Alegações de interferência política
Outro incidente que gerou forte condenação de Ceferin envolveu alegada interferência política numa sanção a um jogador. O ex-presidente dos EUA, Donald Trump, afirmou ter ligado pessoalmente para Infantino para solicitar a anulação de uma suspensão por cartão vermelho para o atacante americano Folarin Balogun. Balogun posteriormente jogou na derrota de sua equipe para a Bélgica nas oitavas de final da Copa do Mundo deste verão, apesar da sanção inicial.
Ceferin descreveu a situação como “mais do que chocante” na mesma entrevista de podcast. “Temos regras, e se você não respeita as suas próprias regras, então o jogo não faz sentido”, disse ele. “O presidente de um país diz: ‘Eu liguei para ele e disse para ele dar uma olhada.’ E então o presidente da Fifa diz que foi uma decisão independente. Quer dizer, para nós, como fãs de futebol, ou para nós, como órgão regulador, isso é chocante. Isso é chocante, e – acredite – quase todo mundo ficou chocado. Apenas nem todo mundo ousou falar.”
Infantino, que trabalhou na Uefa por 16 anos, incluindo nove como secretário-geral, viu o apoio diminuir entre algumas associações de futebol.
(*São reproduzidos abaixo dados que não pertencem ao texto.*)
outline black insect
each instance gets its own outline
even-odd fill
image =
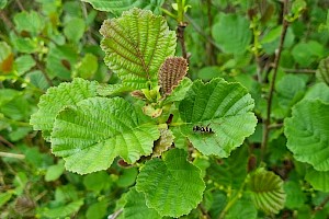
[[[208,127],[208,125],[206,127],[204,127],[204,126],[194,126],[193,131],[194,132],[201,132],[201,134],[214,134],[215,132],[211,127]]]

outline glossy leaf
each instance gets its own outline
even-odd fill
[[[189,78],[183,78],[183,80],[179,83],[179,85],[172,91],[172,93],[166,97],[166,100],[163,101],[163,105],[168,104],[168,103],[172,103],[172,102],[180,102],[182,101],[185,95],[186,92],[190,90],[191,85],[192,85],[192,81]]]
[[[164,59],[173,56],[175,34],[162,16],[150,11],[132,9],[121,18],[104,21],[105,64],[129,91],[158,84],[158,70]]]
[[[64,34],[69,41],[78,43],[83,36],[84,28],[84,21],[80,18],[73,18],[64,26]]]
[[[284,184],[286,193],[285,206],[290,209],[298,209],[306,201],[306,195],[303,193],[302,187],[294,181],[288,181]]]
[[[294,158],[317,171],[329,171],[329,103],[305,100],[293,107],[284,120],[287,148]]]
[[[329,85],[329,57],[322,59],[317,69],[317,78]]]
[[[329,192],[329,171],[316,171],[308,169],[305,180],[317,189],[328,193]]]
[[[45,21],[36,11],[16,13],[14,23],[19,32],[30,32],[31,34],[38,34],[45,26]]]
[[[155,158],[143,166],[137,177],[137,191],[146,204],[160,216],[180,217],[189,214],[202,200],[205,184],[200,170],[186,161],[186,152],[169,150],[162,160]]]
[[[141,124],[135,108],[120,97],[91,97],[68,106],[56,117],[53,153],[79,174],[110,168],[116,157],[134,163],[152,152],[159,138],[155,124]]]
[[[169,95],[188,72],[188,61],[181,57],[170,57],[159,69],[159,84],[164,95]]]
[[[82,0],[100,11],[109,11],[116,15],[132,8],[150,9],[155,12],[160,11],[164,0]]]
[[[127,193],[126,201],[123,211],[125,219],[162,218],[154,208],[147,207],[144,193],[138,193],[135,187]]]
[[[41,215],[46,218],[65,218],[77,212],[83,205],[83,199],[78,199],[72,203],[55,207],[52,209],[44,209]]]
[[[50,140],[50,131],[58,112],[65,106],[75,105],[79,101],[97,95],[97,82],[75,79],[71,83],[61,83],[50,88],[38,103],[38,111],[31,116],[34,130],[42,130],[46,140]]]
[[[0,42],[0,72],[9,72],[13,66],[13,53],[5,42]]]
[[[256,128],[254,103],[239,83],[197,80],[179,105],[182,132],[203,154],[227,158]],[[195,130],[208,128],[212,131]]]
[[[254,205],[268,214],[277,214],[284,207],[283,181],[263,169],[251,174],[249,182]]]

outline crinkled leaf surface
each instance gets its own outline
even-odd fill
[[[329,171],[316,171],[308,169],[305,175],[305,180],[318,191],[329,192]]]
[[[71,83],[61,83],[57,88],[48,89],[39,99],[38,111],[31,116],[30,123],[34,130],[42,130],[44,138],[50,140],[50,131],[58,112],[65,106],[95,96],[97,88],[98,82],[76,78]]]
[[[294,158],[317,171],[329,171],[329,103],[304,100],[284,120],[287,148]]]
[[[185,122],[181,130],[203,154],[227,158],[254,131],[253,106],[251,95],[239,83],[219,78],[205,84],[197,80],[179,105]],[[208,127],[213,132],[194,131],[195,126]]]
[[[158,70],[164,59],[173,56],[175,34],[169,31],[162,16],[148,10],[132,9],[121,18],[104,21],[105,64],[129,90],[148,89],[147,82],[158,83]]]
[[[191,85],[192,85],[191,79],[183,78],[183,80],[172,91],[172,93],[166,97],[166,100],[163,101],[163,105],[183,100]]]
[[[257,170],[251,174],[249,185],[258,208],[269,214],[277,214],[284,207],[283,181],[273,172]]]
[[[117,155],[134,163],[150,154],[159,135],[157,125],[141,124],[124,99],[91,97],[59,113],[52,149],[67,170],[86,174],[107,169]]]
[[[121,14],[132,8],[150,9],[155,12],[160,11],[164,0],[82,0],[91,3],[99,11],[109,11],[113,14]]]
[[[303,207],[306,201],[306,195],[302,191],[302,185],[294,181],[284,183],[284,191],[286,193],[285,206],[290,209],[298,209]]]
[[[166,152],[162,160],[146,162],[137,177],[137,191],[160,216],[189,214],[202,200],[204,189],[201,171],[186,161],[186,152],[181,149]]]
[[[127,193],[126,200],[125,219],[162,218],[154,208],[147,207],[144,193],[138,193],[135,187]]]

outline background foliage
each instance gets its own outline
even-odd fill
[[[182,2],[185,5],[180,8]],[[182,218],[328,218],[329,4],[294,0],[285,8],[284,2],[0,1],[0,217],[160,218],[189,214]],[[131,33],[129,41],[118,37],[126,34],[125,28],[106,33],[116,25],[126,27],[128,20],[139,22],[140,16],[124,12],[133,7],[164,16],[149,19],[147,26],[160,31],[152,32],[154,37],[137,49],[134,33],[138,31]],[[103,24],[122,13],[126,20]],[[144,15],[154,18],[152,13]],[[182,24],[186,25],[184,47],[180,32],[178,43],[174,36]],[[146,50],[143,58],[149,60],[149,68],[144,69],[148,77],[136,74],[132,80],[121,67],[138,69],[143,59],[137,51],[156,44],[160,33],[164,33],[156,47],[160,58],[152,59]],[[137,60],[135,66],[115,54],[123,48],[106,39],[111,34],[113,41],[133,45],[126,49],[132,51],[128,58]],[[148,81],[156,91],[158,69],[172,55],[189,57],[188,77],[194,81],[183,79],[163,103],[177,103],[174,113],[182,120],[174,117],[173,124],[184,122],[167,132],[168,141],[174,140],[180,149],[146,161],[143,168],[124,168],[127,163],[116,155],[134,163],[150,154],[151,142],[164,135],[149,117],[139,119],[143,104],[122,91],[146,89]],[[149,92],[152,99],[152,90]],[[120,94],[125,101],[103,97],[109,94]],[[78,102],[61,112],[63,106]],[[209,103],[218,103],[213,106],[217,111],[207,112]],[[111,107],[115,104],[126,111],[115,111]],[[205,108],[193,112],[194,105]],[[229,107],[239,111],[226,117]],[[148,114],[159,113],[152,110]],[[111,124],[113,130],[99,125],[106,124],[111,115],[122,118],[128,128],[120,120]],[[86,125],[86,117],[93,119]],[[43,132],[33,130],[30,118],[34,129]],[[196,123],[204,127],[211,124],[216,135],[200,138],[192,131]],[[87,130],[76,129],[77,124]],[[240,137],[232,138],[228,130]],[[90,135],[82,135],[86,132]],[[103,140],[117,134],[123,139],[128,136],[132,141],[127,146],[139,143],[140,151],[104,149]],[[99,143],[82,160],[70,145],[70,138],[77,136],[86,137],[81,146]],[[44,139],[52,139],[52,150]],[[197,150],[182,150],[189,142]],[[229,147],[209,147],[216,143]],[[95,154],[104,158],[95,159]],[[177,163],[172,163],[174,159]],[[177,172],[175,164],[185,171]],[[79,175],[67,170],[98,172]],[[183,189],[192,189],[189,182],[195,183],[193,196]],[[155,184],[159,186],[154,188]]]

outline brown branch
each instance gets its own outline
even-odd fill
[[[315,215],[319,210],[322,210],[324,207],[327,205],[328,201],[329,201],[329,196],[327,196],[319,206],[315,207],[315,209],[313,211],[313,215]]]
[[[188,56],[188,51],[186,51],[185,37],[184,37],[184,32],[185,32],[186,26],[188,26],[186,22],[180,22],[178,24],[178,26],[177,26],[177,38],[181,44],[183,58],[186,59],[188,62],[189,62],[189,56]]]
[[[33,59],[35,60],[35,64],[36,64],[36,67],[41,70],[41,72],[44,74],[47,83],[49,87],[53,87],[53,81],[52,79],[49,78],[49,76],[46,73],[46,69],[44,68],[44,66],[39,62],[39,60],[35,57],[35,56],[32,56]]]
[[[283,10],[282,10],[282,32],[281,32],[281,37],[280,37],[280,44],[279,48],[275,51],[275,59],[274,59],[274,67],[273,67],[273,77],[271,80],[270,84],[270,91],[269,91],[269,99],[268,99],[268,107],[266,107],[266,118],[264,119],[263,126],[263,138],[262,138],[262,145],[261,145],[261,161],[263,161],[265,151],[266,151],[266,146],[269,141],[269,134],[270,134],[270,125],[271,125],[271,110],[272,110],[272,99],[273,99],[273,93],[274,93],[274,85],[275,85],[275,79],[277,74],[277,69],[279,69],[279,62],[281,58],[281,53],[283,49],[283,44],[284,39],[286,36],[286,30],[288,27],[288,22],[285,20],[285,15],[287,14],[287,4],[288,0],[283,1]]]

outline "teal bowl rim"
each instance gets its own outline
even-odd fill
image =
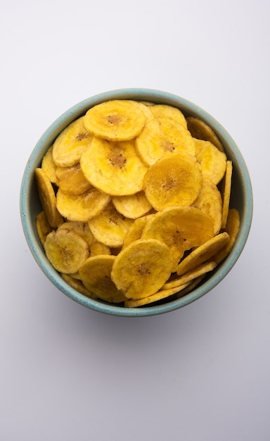
[[[33,222],[31,222],[30,201],[34,170],[40,164],[41,151],[45,152],[60,132],[72,120],[83,115],[88,108],[103,101],[116,99],[151,101],[170,104],[179,107],[186,116],[200,118],[217,134],[225,145],[227,154],[233,156],[233,162],[237,166],[242,183],[242,191],[245,197],[243,201],[241,226],[233,250],[218,266],[213,275],[202,285],[183,297],[162,304],[129,309],[89,299],[79,293],[62,278],[49,262],[37,237]],[[37,142],[26,165],[20,187],[20,210],[23,232],[32,256],[44,273],[60,291],[79,304],[98,312],[126,317],[141,317],[162,314],[182,308],[206,294],[224,278],[236,263],[248,240],[252,218],[253,197],[249,172],[242,154],[231,135],[211,115],[196,104],[169,92],[152,89],[128,88],[111,90],[86,99],[63,113],[49,127]]]

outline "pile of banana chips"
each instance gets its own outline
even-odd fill
[[[80,293],[134,308],[177,299],[229,254],[233,164],[202,120],[112,100],[56,138],[35,170],[46,255]]]

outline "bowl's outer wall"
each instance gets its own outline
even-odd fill
[[[201,286],[177,300],[164,304],[125,309],[86,297],[70,287],[52,267],[37,236],[35,218],[41,211],[41,207],[35,184],[34,169],[40,166],[41,159],[48,149],[69,123],[84,115],[89,108],[110,99],[136,99],[169,104],[179,108],[186,116],[196,116],[202,119],[217,133],[224,147],[228,159],[233,163],[231,206],[238,209],[241,219],[239,234],[233,249]],[[225,129],[195,104],[172,94],[146,89],[123,89],[104,92],[81,101],[60,116],[46,130],[30,155],[23,175],[20,191],[20,213],[23,231],[31,252],[45,275],[60,291],[75,302],[100,312],[124,316],[157,315],[173,311],[194,302],[217,286],[235,265],[244,248],[251,226],[252,208],[252,185],[246,164],[240,150]]]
A Uefa, a Concacaf e a Confederação Asiática de Futebol emitiram anteriormente uma carta aberta acusando-o de quebrar a confiança “através de engano”. As associações de futebol de todas as nações britânicas também retiraram o seu apoio. No entanto, ele mantém o apoio da Conmebol, órgão regulador sul-americano, e da Caf, órgão regulador africano, e tem feito campanha ativamente, aparecendo recentemente na Copa do Mundo de E-Sports em Paris ao lado do presidente francês Emmanuel Macron, do príncipe herdeiro saudita Mohammed bin Salman e do atacante português Cristiano Ronaldo.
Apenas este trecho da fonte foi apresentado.